Thousand of Washington supporters and student activists attended the annual "Coug Day," a day that brings WSU students to Olympia to lobby--February 14 at the state Capitol. This year students rallied before the Senate voted on the bill to grant three state universities "limited tuition-setting authority." The pilot program would take authority to set tuition away from the legislature and put it in the hands of the Board of Regents, as well as setting limits for tuition increases year to year. On February 15 the bill was approved 29-19 in the Senate, and now heads to the House.
The University of Minnesota is facing a projected $1.2 billion budget deficit. Governor Tim Pawlenty had cut from local government, state aid and human services and lastly, the cut $46 million in higher education, $36 million to the University of Minnesota and $10 million to the Minnesota State Colleges and Universities system. According to the Minnesota Daily, "Higher education makes up about 9 percent of the state's budget, with the University set to receive $627 million from the state in 2011."

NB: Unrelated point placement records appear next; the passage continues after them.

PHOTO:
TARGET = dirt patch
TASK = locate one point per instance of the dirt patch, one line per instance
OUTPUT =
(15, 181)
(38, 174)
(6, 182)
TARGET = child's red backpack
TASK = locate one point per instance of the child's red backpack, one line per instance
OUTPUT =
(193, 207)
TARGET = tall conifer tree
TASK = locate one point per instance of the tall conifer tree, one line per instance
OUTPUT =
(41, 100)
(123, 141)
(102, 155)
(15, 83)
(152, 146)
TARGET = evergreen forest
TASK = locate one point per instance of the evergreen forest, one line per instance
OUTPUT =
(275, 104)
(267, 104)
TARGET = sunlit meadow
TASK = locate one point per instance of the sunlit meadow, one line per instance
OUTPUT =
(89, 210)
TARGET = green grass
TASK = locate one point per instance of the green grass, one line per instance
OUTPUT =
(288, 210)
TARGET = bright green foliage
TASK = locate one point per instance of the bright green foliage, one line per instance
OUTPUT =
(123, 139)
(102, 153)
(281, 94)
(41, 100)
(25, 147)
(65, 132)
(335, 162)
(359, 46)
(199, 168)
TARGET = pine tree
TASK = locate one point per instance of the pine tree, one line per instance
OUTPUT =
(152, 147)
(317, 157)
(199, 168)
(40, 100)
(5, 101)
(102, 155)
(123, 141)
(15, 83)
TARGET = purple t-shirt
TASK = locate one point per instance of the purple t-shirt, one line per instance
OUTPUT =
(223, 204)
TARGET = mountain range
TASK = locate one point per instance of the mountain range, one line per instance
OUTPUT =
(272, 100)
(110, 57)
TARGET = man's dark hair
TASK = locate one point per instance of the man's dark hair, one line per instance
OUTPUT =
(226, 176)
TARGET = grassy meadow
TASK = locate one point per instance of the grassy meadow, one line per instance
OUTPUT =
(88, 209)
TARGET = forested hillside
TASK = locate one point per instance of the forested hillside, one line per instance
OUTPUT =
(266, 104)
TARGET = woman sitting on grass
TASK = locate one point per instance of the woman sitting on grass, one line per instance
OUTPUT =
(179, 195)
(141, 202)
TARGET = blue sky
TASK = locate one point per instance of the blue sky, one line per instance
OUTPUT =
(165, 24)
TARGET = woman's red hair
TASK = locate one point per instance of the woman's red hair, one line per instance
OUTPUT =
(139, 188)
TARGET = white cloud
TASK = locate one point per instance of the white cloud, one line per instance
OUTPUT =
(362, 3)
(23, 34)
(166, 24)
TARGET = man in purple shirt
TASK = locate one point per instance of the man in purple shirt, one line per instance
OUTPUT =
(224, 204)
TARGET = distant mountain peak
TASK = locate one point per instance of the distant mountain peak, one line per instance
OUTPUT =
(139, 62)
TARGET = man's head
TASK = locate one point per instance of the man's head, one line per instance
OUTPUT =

The UC coalition plans to hold a series of protests and strikes on March 4. "The central demands are to stop the fee hikes, rehire laid off workers, increase enrollments, and bargain in good faith with the unions," wrote Bob Samuels, President of the University Council and lecturer at UCLA, in The Huffington Post on February 8. The UC system has quickly garnered national attention as students have struggled with an anti-tax government, while still facing a 32 percent tuition increase. The UC Student Association plans to hold a similar rally organized March 1.
In his State of the Union address, President Obama called for sweeping education reforms, calling for tuition breaks for students, and reforming the problem with student debt. As one of his biggest reforms, he asked to expand Pell Grants and initiate tax credits so students could afford college education. Recently, he asked for support to increase college preparedness, citing that the United States should not be second place. Yet with an average debt of $23,200, university students can't help but feel infringed and lose sight of an education, they're struggling to afford.